With all the quality of high-definition, 4K video streams at half the bandwidth, thanks to a Google video format.

Seth Rosenblatt Former Senior Writer / News
Senior writer Seth Rosenblatt covered Google and security for CNET News, with occasional forays into tech and pop culture. Formerly a CNET Reviews senior editor for software, he has written about nearly every category of software and app available.
Seth Rosenblatt
2 min read
Seen side by side, a 4K TV (left) and a 1080-pixel TV (right). YouTube will support 4K-quality streams in 2014. Sarah Tew/CNET

YouTube has announced that it will be demonstrating high-definition video streams at the Consumer Electronics Show next week, thanks to the relatively new Google video codec VP9.

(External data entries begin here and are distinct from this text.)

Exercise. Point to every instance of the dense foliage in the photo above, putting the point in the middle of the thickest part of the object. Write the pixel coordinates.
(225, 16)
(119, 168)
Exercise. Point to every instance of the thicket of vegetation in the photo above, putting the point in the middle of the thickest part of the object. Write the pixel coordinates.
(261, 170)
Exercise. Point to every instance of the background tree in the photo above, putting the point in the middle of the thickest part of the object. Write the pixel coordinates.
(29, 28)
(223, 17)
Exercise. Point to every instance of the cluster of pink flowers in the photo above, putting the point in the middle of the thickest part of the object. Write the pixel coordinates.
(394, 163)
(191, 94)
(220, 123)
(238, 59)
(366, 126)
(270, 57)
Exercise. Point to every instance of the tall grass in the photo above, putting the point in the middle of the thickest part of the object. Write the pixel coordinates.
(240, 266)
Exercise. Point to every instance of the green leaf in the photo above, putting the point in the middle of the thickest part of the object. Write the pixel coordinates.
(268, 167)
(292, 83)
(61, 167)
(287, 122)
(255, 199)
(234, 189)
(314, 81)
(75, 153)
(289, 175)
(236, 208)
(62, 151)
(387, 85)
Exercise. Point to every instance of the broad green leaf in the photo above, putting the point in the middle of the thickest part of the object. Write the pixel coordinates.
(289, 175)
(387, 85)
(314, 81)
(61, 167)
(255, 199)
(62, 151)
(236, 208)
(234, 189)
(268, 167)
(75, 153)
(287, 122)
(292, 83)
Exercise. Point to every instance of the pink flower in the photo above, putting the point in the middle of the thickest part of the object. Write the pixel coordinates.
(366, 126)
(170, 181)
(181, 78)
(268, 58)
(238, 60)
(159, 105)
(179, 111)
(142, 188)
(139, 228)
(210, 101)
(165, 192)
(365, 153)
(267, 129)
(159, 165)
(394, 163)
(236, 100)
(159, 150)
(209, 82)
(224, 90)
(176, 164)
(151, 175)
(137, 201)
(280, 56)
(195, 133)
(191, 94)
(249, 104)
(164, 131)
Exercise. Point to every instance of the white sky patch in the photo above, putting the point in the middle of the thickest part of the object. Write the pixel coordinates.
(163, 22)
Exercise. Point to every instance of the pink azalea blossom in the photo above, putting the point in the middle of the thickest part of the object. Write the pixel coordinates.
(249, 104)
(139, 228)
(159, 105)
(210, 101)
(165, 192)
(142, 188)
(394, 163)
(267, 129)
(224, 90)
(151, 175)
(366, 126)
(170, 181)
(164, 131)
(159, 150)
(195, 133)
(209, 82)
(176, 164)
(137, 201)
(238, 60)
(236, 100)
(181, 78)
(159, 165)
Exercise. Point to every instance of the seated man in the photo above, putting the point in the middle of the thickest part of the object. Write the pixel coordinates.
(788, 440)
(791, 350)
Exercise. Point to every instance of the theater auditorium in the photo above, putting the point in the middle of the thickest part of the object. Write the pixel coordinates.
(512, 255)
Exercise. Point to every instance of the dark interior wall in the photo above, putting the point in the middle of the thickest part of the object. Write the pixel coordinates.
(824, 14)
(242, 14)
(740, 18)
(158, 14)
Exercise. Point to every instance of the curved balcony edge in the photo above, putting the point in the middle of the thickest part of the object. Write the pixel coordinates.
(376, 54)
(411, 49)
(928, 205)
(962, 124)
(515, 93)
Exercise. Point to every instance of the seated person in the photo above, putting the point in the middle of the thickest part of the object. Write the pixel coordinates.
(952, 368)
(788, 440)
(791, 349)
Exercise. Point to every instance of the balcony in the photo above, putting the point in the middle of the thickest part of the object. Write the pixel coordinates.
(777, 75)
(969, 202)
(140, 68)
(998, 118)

The new format is advantageous for YouTube and other video streaming sites because it allows them to transmit high-definition, 4K quality streams without slowing down your network. One anticipated effect is that you'll experience a lot less buffering while watching online video.

Google is working hard to ensure that VP9 enjoys broad adoption, and the demo partners include Sony, Panasonic, and LG, who will show off the the high-def streams on 4K televisions at their CES booths. But Google also has enlisted a variety of hardware and software partners to commit to VP9 early, including ARM, Broadcom, Samsung, Nvidia, Mozilla, Qualcomm, Marvell, and Toshiba.

Francisco Varela, YouTube's platform partnership director, told GigaOm that Google was not ruling out support for other next-generation video codecs, including H.265, VP9's biggest competitor.

VP9 is a big deal for the Internet, and YouTube's support of it is both an in-house quid pro quo and beneficial for the Internet at large. Matt Frost, a senior business product manager for Google Chrome's Web Media team, said at Google I/O 2013 that the royalty-free VP9 will save organizations such as schools, startups, and programmers who want to create video projects millions of dollars.

But he also noted that VP9 helps Google itself, since saving bandwidth benefits Google's bottom line.

"With a codec as good as VP9, we can significantly increase the size of the Internet," Frost said. "We can significantly increase the speed of the Internet."